Effects of Coaxial-Lateral and Coaxial-Angular Displacements on Link Efficiency of a Wirelessly Powered Optogenetic Implant: Design, Modeling, and Experimental Validation

Abstract

In recent years, the wireless power transfer (WPT) system has evolved tremendously as a means to deliver power to miniaturized implantable sensors. Efficiently delivering power to implants is a challenge due to the loose coupling between the transmitter and receiver coils because of the various displacements (coaxial, lateral, and angular). The coupling coefficient deteriorates significantly due to the displacements, thus decreasing the overall power transfer efficiency of the system.
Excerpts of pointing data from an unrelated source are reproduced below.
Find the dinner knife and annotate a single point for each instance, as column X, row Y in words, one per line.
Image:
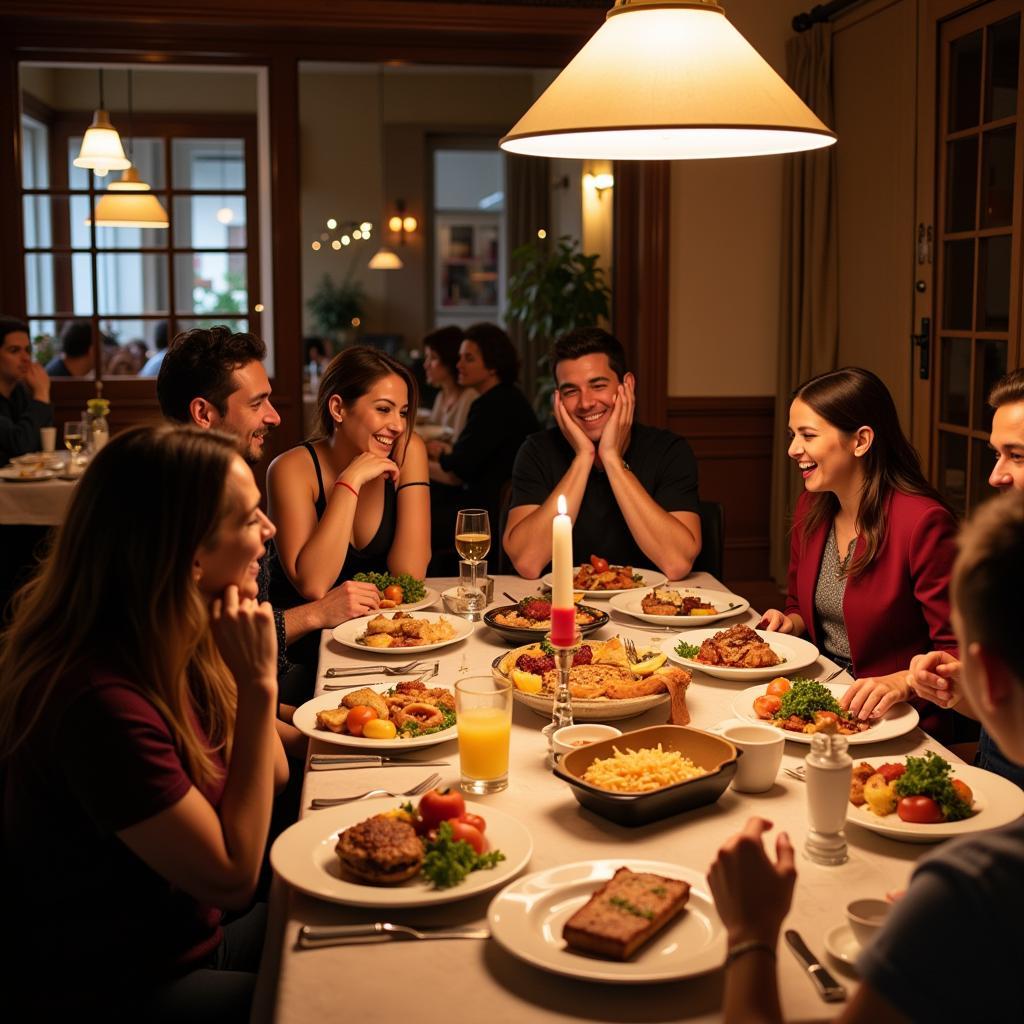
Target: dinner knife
column 828, row 988
column 317, row 936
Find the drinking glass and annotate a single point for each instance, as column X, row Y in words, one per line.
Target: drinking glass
column 483, row 721
column 74, row 438
column 472, row 541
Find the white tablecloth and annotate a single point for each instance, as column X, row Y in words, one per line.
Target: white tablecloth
column 31, row 504
column 477, row 980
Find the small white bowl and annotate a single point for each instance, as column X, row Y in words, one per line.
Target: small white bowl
column 570, row 736
column 866, row 918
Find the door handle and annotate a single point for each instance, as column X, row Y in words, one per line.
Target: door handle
column 923, row 343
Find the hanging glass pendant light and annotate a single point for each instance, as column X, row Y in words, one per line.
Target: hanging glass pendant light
column 129, row 203
column 101, row 150
column 667, row 80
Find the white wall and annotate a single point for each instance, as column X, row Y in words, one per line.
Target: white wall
column 725, row 240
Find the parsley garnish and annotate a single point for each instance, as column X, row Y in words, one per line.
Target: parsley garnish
column 449, row 860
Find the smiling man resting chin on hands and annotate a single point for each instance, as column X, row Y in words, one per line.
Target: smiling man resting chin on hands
column 631, row 489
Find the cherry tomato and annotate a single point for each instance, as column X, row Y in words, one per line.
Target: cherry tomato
column 475, row 820
column 767, row 707
column 890, row 772
column 357, row 718
column 465, row 832
column 964, row 792
column 920, row 810
column 441, row 805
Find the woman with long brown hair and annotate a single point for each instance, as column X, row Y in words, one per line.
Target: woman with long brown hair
column 355, row 498
column 872, row 544
column 137, row 741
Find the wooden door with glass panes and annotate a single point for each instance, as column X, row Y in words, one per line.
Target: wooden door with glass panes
column 979, row 151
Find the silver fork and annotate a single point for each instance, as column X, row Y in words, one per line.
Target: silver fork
column 366, row 670
column 427, row 674
column 427, row 783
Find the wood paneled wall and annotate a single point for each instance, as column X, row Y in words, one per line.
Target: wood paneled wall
column 732, row 440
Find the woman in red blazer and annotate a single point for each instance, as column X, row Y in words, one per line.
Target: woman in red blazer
column 872, row 544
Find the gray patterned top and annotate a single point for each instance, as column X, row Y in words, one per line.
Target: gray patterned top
column 828, row 594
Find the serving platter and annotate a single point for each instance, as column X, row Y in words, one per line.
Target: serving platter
column 526, row 920
column 898, row 721
column 347, row 632
column 305, row 721
column 303, row 855
column 796, row 653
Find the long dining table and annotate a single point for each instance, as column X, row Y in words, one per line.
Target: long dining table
column 446, row 981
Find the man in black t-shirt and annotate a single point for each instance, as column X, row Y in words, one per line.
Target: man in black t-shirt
column 631, row 489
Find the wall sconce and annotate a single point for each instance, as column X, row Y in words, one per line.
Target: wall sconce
column 401, row 223
column 340, row 235
column 599, row 182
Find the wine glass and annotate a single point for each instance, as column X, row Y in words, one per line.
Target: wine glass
column 472, row 541
column 74, row 438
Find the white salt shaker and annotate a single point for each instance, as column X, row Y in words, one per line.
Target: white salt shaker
column 828, row 771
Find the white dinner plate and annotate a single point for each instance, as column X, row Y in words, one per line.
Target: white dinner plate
column 305, row 722
column 650, row 579
column 26, row 474
column 899, row 720
column 347, row 632
column 796, row 653
column 526, row 919
column 843, row 944
column 996, row 800
column 629, row 601
column 303, row 855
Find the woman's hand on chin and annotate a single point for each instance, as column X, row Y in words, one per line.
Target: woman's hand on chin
column 366, row 467
column 244, row 632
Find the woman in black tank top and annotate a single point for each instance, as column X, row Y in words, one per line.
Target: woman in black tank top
column 355, row 498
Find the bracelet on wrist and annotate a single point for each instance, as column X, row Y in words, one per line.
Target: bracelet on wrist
column 742, row 948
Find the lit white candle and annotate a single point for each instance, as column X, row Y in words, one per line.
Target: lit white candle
column 562, row 606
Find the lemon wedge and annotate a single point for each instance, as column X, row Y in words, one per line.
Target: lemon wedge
column 648, row 666
column 528, row 682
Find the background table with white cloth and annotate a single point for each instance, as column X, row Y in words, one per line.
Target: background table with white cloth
column 477, row 980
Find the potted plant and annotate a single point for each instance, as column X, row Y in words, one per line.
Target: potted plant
column 553, row 290
column 335, row 306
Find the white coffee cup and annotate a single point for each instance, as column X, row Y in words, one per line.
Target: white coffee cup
column 762, row 747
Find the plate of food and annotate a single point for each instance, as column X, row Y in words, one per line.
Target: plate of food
column 401, row 592
column 927, row 799
column 581, row 921
column 26, row 474
column 605, row 684
column 378, row 852
column 530, row 617
column 396, row 632
column 680, row 605
column 598, row 579
column 739, row 652
column 803, row 707
column 384, row 717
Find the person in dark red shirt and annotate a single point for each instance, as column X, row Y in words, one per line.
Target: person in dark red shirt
column 872, row 543
column 138, row 756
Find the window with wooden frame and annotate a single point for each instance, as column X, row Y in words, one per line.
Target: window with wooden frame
column 139, row 287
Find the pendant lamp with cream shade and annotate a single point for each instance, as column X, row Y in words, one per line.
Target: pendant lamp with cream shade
column 129, row 203
column 101, row 151
column 667, row 80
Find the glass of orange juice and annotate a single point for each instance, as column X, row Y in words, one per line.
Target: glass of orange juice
column 483, row 719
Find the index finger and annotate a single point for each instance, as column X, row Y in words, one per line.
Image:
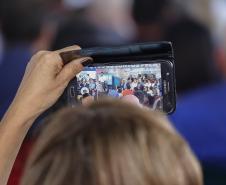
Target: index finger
column 69, row 53
column 69, row 48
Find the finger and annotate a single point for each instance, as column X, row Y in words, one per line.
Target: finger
column 70, row 48
column 71, row 69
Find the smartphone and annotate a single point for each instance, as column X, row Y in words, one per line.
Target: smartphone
column 145, row 71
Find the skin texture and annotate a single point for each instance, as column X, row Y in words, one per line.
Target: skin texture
column 45, row 73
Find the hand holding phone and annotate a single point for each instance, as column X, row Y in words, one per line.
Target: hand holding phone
column 143, row 70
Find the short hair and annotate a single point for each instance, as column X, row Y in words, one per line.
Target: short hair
column 114, row 143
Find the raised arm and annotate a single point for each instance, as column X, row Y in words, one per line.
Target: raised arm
column 44, row 81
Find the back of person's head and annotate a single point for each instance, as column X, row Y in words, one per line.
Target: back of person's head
column 193, row 47
column 21, row 20
column 111, row 143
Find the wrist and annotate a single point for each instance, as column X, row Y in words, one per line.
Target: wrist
column 19, row 116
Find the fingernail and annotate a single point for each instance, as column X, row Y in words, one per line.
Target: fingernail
column 87, row 62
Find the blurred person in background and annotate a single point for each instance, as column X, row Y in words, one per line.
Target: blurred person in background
column 201, row 115
column 22, row 25
column 101, row 23
column 107, row 142
column 194, row 54
column 25, row 30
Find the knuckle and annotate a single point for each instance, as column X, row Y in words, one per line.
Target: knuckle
column 47, row 56
column 40, row 53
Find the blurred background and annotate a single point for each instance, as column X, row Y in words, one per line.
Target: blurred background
column 197, row 29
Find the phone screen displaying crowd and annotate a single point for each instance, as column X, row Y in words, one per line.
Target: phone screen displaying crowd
column 141, row 80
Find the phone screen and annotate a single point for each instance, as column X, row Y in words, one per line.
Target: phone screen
column 144, row 81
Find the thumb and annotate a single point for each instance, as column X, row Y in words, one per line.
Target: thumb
column 71, row 69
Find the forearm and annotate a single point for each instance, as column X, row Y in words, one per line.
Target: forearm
column 13, row 129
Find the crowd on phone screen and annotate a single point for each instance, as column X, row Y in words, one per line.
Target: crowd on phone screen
column 147, row 88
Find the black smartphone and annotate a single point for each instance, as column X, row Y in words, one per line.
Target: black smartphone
column 145, row 71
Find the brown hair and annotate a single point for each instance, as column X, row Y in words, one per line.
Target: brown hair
column 111, row 143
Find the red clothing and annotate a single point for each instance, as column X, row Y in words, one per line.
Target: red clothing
column 127, row 92
column 20, row 162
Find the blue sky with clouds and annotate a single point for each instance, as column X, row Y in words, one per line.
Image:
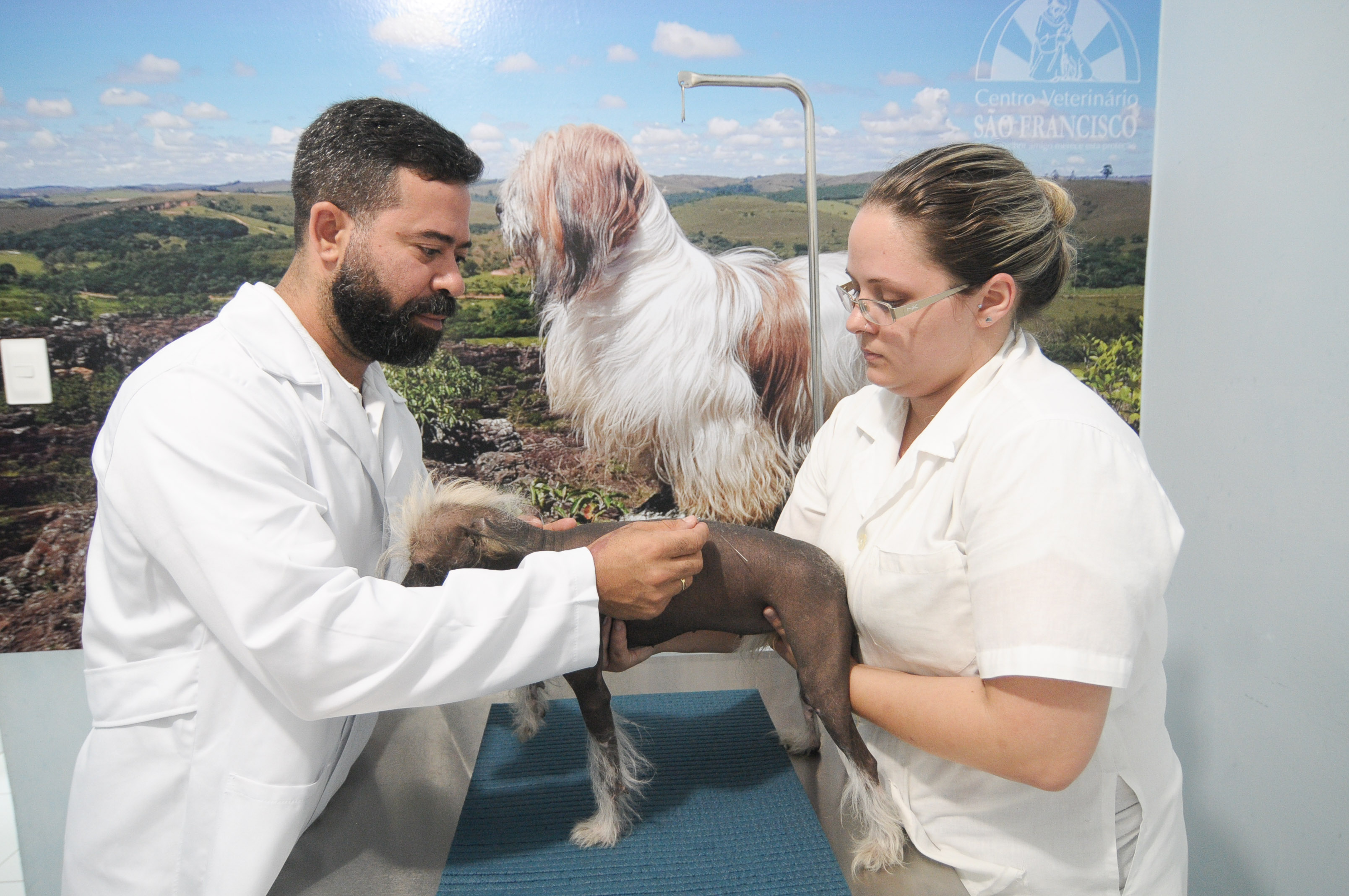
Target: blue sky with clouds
column 150, row 92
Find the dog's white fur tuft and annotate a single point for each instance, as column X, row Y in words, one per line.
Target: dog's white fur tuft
column 805, row 741
column 617, row 787
column 528, row 708
column 881, row 844
column 660, row 353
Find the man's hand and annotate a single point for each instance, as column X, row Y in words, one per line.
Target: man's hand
column 641, row 566
column 557, row 525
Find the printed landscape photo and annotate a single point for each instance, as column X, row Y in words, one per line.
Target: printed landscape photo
column 108, row 277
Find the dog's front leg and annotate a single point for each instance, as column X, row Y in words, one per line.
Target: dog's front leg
column 617, row 770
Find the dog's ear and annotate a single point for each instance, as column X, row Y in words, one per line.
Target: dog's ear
column 599, row 192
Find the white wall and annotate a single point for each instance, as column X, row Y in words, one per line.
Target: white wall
column 1245, row 417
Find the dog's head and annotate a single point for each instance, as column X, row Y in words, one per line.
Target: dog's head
column 456, row 525
column 571, row 206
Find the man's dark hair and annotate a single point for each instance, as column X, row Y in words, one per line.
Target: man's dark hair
column 351, row 156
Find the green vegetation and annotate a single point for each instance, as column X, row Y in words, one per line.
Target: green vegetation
column 1115, row 372
column 490, row 319
column 1111, row 263
column 436, row 392
column 512, row 287
column 755, row 220
column 117, row 235
column 583, row 504
column 698, row 196
column 836, row 192
column 22, row 262
column 279, row 208
column 75, row 400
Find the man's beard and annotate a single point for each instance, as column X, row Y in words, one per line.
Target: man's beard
column 375, row 330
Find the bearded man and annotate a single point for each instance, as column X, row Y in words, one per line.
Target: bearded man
column 238, row 641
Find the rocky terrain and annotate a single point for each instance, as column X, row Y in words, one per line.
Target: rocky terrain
column 48, row 492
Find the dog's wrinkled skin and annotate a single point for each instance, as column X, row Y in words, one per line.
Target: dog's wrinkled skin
column 745, row 570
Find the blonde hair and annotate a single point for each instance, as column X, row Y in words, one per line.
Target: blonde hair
column 982, row 212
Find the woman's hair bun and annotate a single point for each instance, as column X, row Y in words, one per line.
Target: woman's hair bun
column 1060, row 200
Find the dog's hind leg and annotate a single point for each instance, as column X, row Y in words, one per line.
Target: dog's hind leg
column 618, row 771
column 528, row 709
column 823, row 667
column 806, row 741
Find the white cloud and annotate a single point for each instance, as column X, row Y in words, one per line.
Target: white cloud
column 162, row 119
column 204, row 111
column 783, row 123
column 122, row 96
column 685, row 42
column 659, row 137
column 284, row 137
column 118, row 151
column 517, row 63
column 50, row 108
column 483, row 131
column 896, row 79
column 931, row 115
column 721, row 127
column 149, row 69
column 414, row 29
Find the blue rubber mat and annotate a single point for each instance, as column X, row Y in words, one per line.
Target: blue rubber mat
column 724, row 814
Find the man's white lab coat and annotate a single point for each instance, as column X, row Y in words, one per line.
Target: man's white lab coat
column 238, row 643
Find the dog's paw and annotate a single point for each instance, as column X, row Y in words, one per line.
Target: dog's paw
column 879, row 853
column 595, row 832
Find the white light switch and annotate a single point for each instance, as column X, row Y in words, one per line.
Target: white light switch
column 27, row 373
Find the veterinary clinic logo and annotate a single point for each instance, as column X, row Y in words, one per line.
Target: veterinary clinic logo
column 1060, row 41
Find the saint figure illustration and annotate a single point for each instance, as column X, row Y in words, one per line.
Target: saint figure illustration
column 1055, row 55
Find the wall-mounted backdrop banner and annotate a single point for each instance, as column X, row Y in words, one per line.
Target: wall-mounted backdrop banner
column 206, row 94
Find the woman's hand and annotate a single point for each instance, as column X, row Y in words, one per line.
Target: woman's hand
column 614, row 652
column 780, row 637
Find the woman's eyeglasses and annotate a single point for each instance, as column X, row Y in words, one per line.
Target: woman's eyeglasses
column 880, row 313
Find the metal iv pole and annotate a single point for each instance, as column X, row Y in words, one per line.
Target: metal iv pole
column 694, row 80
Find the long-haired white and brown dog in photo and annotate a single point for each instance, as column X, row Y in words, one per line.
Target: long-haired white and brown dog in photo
column 688, row 363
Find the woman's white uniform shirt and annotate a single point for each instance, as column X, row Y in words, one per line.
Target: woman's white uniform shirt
column 1022, row 534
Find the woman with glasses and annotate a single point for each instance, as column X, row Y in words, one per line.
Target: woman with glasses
column 1005, row 546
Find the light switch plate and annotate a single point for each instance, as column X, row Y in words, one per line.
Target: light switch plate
column 27, row 373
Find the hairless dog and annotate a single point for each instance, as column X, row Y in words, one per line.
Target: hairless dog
column 464, row 524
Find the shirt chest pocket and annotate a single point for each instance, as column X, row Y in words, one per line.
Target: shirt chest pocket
column 912, row 610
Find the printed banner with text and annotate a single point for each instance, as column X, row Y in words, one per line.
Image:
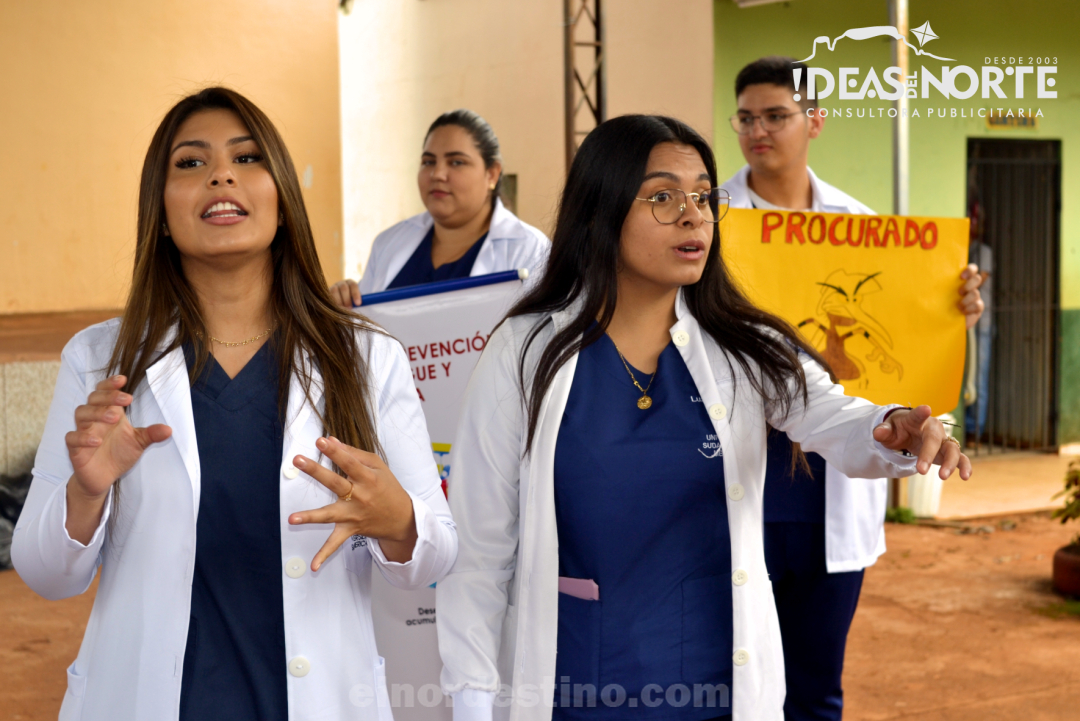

In this paper, we present an analysis and modeling of the effects of various displacements on the efficiency and the overall performance of a miniaturized WPT system designed for an optogenetic implant. To emulate the tissue media inside a human head, skin, skull, and gray matter layers are theoretically modeled using dielectric properties, and simulation models are developed using Ansys high-frequency structure simulator (HFSS) software. The propagation loss and the link efficiency are modeled and simulated as a function of various displacement combinations. To validate the theoretical and simulation models, the WPT system is characterized in various displacement conditions using chicken breast as the tissue media. The measurement results also show a good agreement with the simulation results, thus providing estimation for the misalignment tolerance range for given specifications. The efficiency performance analysis of the proposed WPT system for various worst-case scenarios also provides a preliminary model for designing a closed-loop wireless power delivery regulation scheme in the future.